I Bund sono infatti arrivati poco dopo l’apertura al 2,88%, per poi risalire leggermente verso il 2,89%. Un andamento che si accompagna al nuovo record dell’oro, che ha superato i 5.000 dollari l’oncia, e che segnala una progressiva paura sui mercati finanziari, causata per lo più da fattori fuori dalla portata degli Stati europei.
| Titoli di Stato | Rendimenti | Spread |
| Bund tedeschi | 2,88% | – |
| Btp italiani | 3,49% | 61 |
| Oat francesi | 3,46% | 59 |
| Bonos spagnoli | 3,24% | 36 |
Sono infatti gli Usa a preoccupare. Dopo un gennaio caotico sul fronte delle relazioni internazionali, tra Venezuela, Iran e Groenlandia, il governo federale rischia lo shutdown mentre Jerome Powell si prepara, tra il 27 e il 28 gennaio, a una delle sue ultime decisioni di politica monetaria a capo della Fed.
Il sorpasso della Francia
Traiettorie diverse per i titoli di Stato di quasi tutti i grandi Paesi europei. Per la prima volta da mesi la Francia si riporta a rendimenti inferiori a quelli dell’Italia per quanto riguarda gli Oat, riferimento per i titoli di debito di Parigi. In apertura lo spread con i Bund è sceso a 59 punti grazie alla nuova stabilità politica, ma anche al protagonismo sulla scena internazionale del presidente Macron, circostanze che hanno rassicurato i mercati.
Altalenanti invece i Bonos spagnoli. In chiusura, venerdì, i titoli di Stato di Madrid avevano raggiunto 32 punti di differenziale con i Bund. L’apertura ha però portato un’improvvisa risalita, che ha però comunque permesso di mantenere un ampio distacco dai Btp. Con 36 punti di spread, la Spagna viaggia ora a un rendimento medio inferiore a quello italiano dello 0,25%.

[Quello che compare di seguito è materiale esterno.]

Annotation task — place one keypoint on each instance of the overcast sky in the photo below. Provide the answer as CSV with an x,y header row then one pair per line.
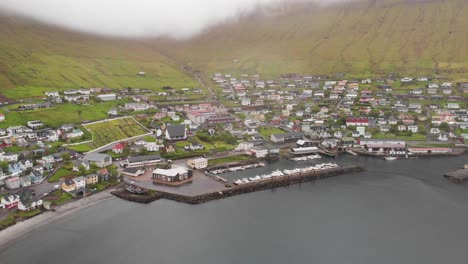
x,y
178,18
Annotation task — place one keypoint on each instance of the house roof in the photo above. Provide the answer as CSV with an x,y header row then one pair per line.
x,y
170,172
357,120
77,179
95,157
144,158
176,130
131,170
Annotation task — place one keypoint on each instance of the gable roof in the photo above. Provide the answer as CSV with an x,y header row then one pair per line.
x,y
144,158
176,130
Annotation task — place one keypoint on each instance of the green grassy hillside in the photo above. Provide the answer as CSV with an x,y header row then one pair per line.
x,y
36,57
369,36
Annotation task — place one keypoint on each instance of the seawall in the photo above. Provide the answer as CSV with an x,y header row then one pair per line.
x,y
245,188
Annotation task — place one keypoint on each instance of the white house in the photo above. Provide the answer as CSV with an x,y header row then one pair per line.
x,y
152,147
80,182
9,201
198,163
413,128
243,146
8,157
75,133
258,152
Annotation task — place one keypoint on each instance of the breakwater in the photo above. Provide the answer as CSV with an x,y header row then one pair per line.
x,y
248,187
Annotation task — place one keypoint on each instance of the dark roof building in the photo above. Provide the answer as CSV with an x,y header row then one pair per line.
x,y
176,132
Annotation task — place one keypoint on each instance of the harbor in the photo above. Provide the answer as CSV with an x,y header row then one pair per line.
x,y
235,167
272,180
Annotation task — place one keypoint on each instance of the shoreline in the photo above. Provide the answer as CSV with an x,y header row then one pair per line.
x,y
272,183
15,232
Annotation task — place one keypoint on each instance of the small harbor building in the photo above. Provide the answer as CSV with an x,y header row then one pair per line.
x,y
198,163
173,176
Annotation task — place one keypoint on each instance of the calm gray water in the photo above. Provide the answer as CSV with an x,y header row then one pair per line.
x,y
394,212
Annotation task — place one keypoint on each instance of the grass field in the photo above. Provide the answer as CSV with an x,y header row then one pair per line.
x,y
266,132
224,160
360,38
414,137
35,58
110,131
60,174
71,113
59,197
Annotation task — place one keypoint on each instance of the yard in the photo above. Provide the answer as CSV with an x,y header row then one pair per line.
x,y
109,131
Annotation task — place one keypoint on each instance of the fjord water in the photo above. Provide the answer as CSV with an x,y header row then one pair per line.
x,y
395,212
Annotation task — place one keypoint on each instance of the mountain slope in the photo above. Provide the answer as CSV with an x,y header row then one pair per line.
x,y
370,36
35,57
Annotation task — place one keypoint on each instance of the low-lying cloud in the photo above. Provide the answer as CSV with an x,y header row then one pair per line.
x,y
136,18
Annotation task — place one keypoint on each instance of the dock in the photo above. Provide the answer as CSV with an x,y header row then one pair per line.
x,y
458,176
255,186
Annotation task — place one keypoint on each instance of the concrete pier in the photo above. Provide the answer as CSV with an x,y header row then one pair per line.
x,y
248,187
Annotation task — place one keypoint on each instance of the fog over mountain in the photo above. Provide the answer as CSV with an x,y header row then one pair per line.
x,y
136,18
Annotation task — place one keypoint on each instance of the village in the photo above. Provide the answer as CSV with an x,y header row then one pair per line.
x,y
182,141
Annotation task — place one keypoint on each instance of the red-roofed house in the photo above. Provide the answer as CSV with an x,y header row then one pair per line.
x,y
357,122
118,148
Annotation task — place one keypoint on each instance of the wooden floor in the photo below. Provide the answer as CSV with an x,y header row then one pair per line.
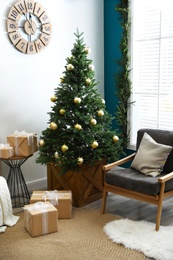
x,y
136,210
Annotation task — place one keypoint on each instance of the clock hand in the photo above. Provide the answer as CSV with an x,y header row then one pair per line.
x,y
30,22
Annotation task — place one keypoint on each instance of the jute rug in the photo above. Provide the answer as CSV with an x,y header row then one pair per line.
x,y
79,238
141,236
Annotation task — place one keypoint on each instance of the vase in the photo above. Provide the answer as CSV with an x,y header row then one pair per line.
x,y
86,183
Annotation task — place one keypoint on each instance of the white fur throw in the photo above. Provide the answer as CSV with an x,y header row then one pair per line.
x,y
6,212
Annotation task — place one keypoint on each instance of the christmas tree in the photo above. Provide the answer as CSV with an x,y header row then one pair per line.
x,y
79,128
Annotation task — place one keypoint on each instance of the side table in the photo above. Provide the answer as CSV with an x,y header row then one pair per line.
x,y
16,183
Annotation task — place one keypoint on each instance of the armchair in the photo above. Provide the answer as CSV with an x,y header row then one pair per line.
x,y
137,181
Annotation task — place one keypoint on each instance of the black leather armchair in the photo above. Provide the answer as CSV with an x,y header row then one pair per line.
x,y
136,185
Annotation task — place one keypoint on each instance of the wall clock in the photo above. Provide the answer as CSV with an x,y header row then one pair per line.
x,y
29,27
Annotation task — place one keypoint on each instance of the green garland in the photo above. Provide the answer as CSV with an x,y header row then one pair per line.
x,y
122,79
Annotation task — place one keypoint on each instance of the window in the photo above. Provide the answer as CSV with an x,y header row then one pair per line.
x,y
152,65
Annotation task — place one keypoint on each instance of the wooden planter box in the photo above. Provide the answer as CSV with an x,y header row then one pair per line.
x,y
86,185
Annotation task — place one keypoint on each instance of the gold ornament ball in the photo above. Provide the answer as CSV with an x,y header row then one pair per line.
x,y
61,80
115,138
103,101
53,126
41,142
62,111
94,144
78,127
64,148
70,67
56,155
93,121
100,113
79,160
87,50
88,81
91,67
53,98
77,100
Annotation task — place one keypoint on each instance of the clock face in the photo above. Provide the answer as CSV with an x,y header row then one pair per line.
x,y
28,26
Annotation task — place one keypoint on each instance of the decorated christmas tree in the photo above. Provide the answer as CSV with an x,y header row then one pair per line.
x,y
79,129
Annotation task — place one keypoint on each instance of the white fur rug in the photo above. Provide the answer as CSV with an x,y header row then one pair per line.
x,y
141,236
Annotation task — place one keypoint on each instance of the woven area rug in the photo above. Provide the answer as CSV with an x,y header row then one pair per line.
x,y
141,236
78,238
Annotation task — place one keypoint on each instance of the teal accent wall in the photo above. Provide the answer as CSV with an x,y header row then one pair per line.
x,y
112,36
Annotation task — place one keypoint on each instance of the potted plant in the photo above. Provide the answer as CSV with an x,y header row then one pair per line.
x,y
79,137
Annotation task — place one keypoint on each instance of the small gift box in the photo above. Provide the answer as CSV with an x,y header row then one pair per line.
x,y
40,218
6,151
24,143
62,200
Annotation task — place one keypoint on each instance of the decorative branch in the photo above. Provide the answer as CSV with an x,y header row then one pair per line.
x,y
122,79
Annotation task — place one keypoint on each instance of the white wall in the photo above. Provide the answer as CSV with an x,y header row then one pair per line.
x,y
28,81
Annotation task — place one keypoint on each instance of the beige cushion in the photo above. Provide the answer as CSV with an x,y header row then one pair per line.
x,y
151,156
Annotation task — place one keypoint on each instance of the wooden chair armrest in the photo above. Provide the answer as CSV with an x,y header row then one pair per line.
x,y
119,162
166,177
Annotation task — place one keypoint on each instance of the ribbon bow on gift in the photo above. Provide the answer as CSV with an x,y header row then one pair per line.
x,y
4,146
52,196
38,206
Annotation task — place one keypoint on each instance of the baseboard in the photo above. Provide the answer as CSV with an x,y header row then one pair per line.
x,y
40,184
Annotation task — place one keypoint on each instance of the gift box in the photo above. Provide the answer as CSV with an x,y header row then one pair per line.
x,y
6,151
62,200
40,218
24,143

Rendimenti in rialzo alla vigilia delle aste
Non scendono quindi i rendimenti dei titoli di Stato italiani. Una buona notizia per gli investitori, che si aggiudicano un interesse alto nonostante la valutazione positiva sul debito pubblico da parte delle agenzie di rating. Per lo Stato, invece, la situazione è meno che ideale, visto che questa settimana si terranno tre diverse aste.
Il Governo sperava in tassi più bassi, in linea con la diminuzione della seconda parte del 2025, in modo da ridurre il costo del debito pubblico.
Se si vuole investire nelle nuove emissioni di titoli di Stato italiani, le date da segnarsi sono:
- il 27 gennaio, con l’asta Btp short e dei Btp€i;
- il 28 gennaio, con l’asta dei Bot;
- il 29 gennaio, con l’asta medio-lungo;
- l’11 febbraio, con l’asta Bot;
- il 12 febbraio, con l’asta medio-lungo termine.